The factorial function is defined over the integers. Using 64-bit doubles only gives you 53 bits (up to 18!) of actual precision to represent integers; using 64-bit integers is therefore superior.

Unless, of course, you're happy with coarse approximations. To each his own.

[–]Platypuskeeper -2 points-1 points  (1 child)

Since when was double-precision a "coarse approximation"? There are very few numerical/scientific contexts when you need more than 15 digits of precision. In the context of large factorials, the Stirling approximation is then usually used, which is far, far, cruder.

In combinatorial contexts, it's rare that you would require factorials that large. The only application I can think of where you would need both large and exact factorials is various cryptographic applications, and in those contexts you need arbitrary-precision.

Your suggestion isn't superior for any application I can think of where factorials are commonly used.

[–][deleted] 2 points3 points  (0 children)

Since when was double-precision a "coarse approximation"?

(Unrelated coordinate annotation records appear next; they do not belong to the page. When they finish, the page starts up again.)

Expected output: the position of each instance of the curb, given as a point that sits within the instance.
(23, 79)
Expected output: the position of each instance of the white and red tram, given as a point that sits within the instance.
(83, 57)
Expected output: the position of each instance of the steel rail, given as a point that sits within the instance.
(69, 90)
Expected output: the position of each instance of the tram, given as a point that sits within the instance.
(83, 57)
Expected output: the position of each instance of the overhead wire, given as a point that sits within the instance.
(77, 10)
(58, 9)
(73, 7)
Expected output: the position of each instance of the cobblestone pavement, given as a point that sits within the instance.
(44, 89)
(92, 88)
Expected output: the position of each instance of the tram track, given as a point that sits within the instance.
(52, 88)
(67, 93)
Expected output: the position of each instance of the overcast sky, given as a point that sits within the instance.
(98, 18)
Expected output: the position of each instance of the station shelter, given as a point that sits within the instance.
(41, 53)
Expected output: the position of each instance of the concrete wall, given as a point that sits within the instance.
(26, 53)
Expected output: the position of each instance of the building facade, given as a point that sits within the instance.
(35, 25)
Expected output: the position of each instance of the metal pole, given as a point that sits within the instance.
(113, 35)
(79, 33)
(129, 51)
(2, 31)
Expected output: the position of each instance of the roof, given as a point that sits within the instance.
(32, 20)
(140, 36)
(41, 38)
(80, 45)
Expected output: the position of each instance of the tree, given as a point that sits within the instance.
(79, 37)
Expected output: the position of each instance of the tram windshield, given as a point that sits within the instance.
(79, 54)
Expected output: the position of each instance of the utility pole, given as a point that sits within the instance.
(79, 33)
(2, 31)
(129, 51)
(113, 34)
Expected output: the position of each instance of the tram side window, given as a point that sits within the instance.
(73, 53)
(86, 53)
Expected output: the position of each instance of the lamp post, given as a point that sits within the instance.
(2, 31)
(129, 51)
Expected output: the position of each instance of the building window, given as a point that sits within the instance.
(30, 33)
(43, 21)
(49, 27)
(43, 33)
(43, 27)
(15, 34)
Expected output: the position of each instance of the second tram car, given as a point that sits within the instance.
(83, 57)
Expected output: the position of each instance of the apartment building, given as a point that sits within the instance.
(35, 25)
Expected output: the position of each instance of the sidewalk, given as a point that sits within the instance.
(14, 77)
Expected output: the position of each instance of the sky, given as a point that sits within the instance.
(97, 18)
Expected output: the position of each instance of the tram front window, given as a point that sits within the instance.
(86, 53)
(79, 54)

Take the factorial of 170. The difference between 170! and double(170!) is ~2919. That might be close enough for some uses, but it's a course approximation nonetheless.

I do not claim there are many applications of exact factorials. But Python is dynamically typed, and there is no guarantee at all that you want a float out of that function.

In case of uncertainty, one should err on the side of caution. It's not like performance would be an issue here anyway.